The term "agreement" includes wills.

Paragraphs (b) and (c) are applicable in the case at bench.

CASE #8
SALUN-AT MARQUEZ and NESTOR DELA CRUZ, Petitioners,
vs.
ELOISA ESPEJO, et al, Respondents.
G.R. No. 168387
August 25, 2010

FACTS:

Espejos (Respondents) were the original registered owners of two parcels of agricultural
land, with an area of two hectares each. The respondents mortgaged both parcels of land to Rural
Bank of Bayombong, Inc. (RBBI) to secure certain loans. Upon their failure to pay the loans, the
mortgaged properties were foreclosed and sold to RBBI. RBBI eventually consolidated title to
the properties and transfer certificates of title (TCTs) were issued in the name of RBBI.
In 1985, Espejos bought back one of their lots from RBBI. The Deed of Sale did not
mention the barangay where the property was located but mentioned the title which title
corresponds to the Murong property.
There is no evidence, however, the Espejos took possession of the Murong property, or
demanded lease rentals from the tenants, Marquez and Dela Cruz (Petitioners), or otherwise
exercised acts of ownership. 
In 1990, RBBI, pursuant to Sections 20 and 21 of Republic Act (RA) No.
6657(COMPREHENSIVE AGRARIAN ACT), executed separate Deeds of Voluntary Land
Transfer (VLTs) in favor of petitioners Marquez and Dela Cruz. In 1997, respondents filed a
Complaint before the Regional Agrarian Reform Adjudicator (RARAD) for the cancellation of
petitioners’ CLOAs, the deposit of leasehold rentals by petitioners in favor of respondents, and
the execution of a deed of voluntary land transfer by RBBI in favor of respondent Nemi
Fernandez.
The complaint was based on respondents’ theory that the Murong property, occupied by
the petitioners, was owned by the respondents by virtue of the 1985 buy-back, as documented in
the Deed of Sale. 
ISSUE/S:
WON the CA erred in utilizing the Best Evidence Rule to determine the subject of the
contracts.

HELD:

Yes, the CA erred in its application of the Best Evidence Rule. The Best Evidence Rule
states that when the subject of inquiry is the contents of a document, the best evidence is
the original document itself and no other evidence (such as a reproduction, photocopy or oral
evidence) is admissible as a general rule. The original is preferred because it reduces the chance
of undetected tampering with the document.

In the instant case, there is no room for the application of the Best Evidence Rule because
there is no dispute regarding the contents of the documents.

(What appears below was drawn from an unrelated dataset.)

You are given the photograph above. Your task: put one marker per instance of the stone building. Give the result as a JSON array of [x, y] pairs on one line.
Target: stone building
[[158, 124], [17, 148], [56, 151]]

It is admitted by the parties that
the respondents’ Deed of Sale referred to Murong Property as its subject; while the
petitioners’ Deeds of Voluntary Land Transfer referred to Lantap Property, which is
further described as located in Barangay Murong.

The real issue is whether the admitted contents of these documents adequately and
correctly express the true intention of the parties. The CA, however, refused to look beyond the
literal wording of the documents and rejected any other evidence that could shed light on the
actual intention of the contracting parties. Though the CA cited the Best Evidence Rule, it
appears that what it actually applied was the Parol Evidence Rule instead, which provides:
When the terms of an agreement have been reduced to writing, it is considered as containing all the
terms agreed upon and there can be, between the parties and their successors in interest, no evidence of
such terms other than the contents of the written agreement .

The Parol Evidence Rule excludes parol or extrinsic evidence by which a party seeks
to contradict, vary, add to or subtract from the terms of a valid agreement or instrument.
Thus, it appears that what the CA actually applied in its assailed Decision when it refused to look
beyond the words of the contracts was the Parol Evidence Rule, not the Best Evidence Rule.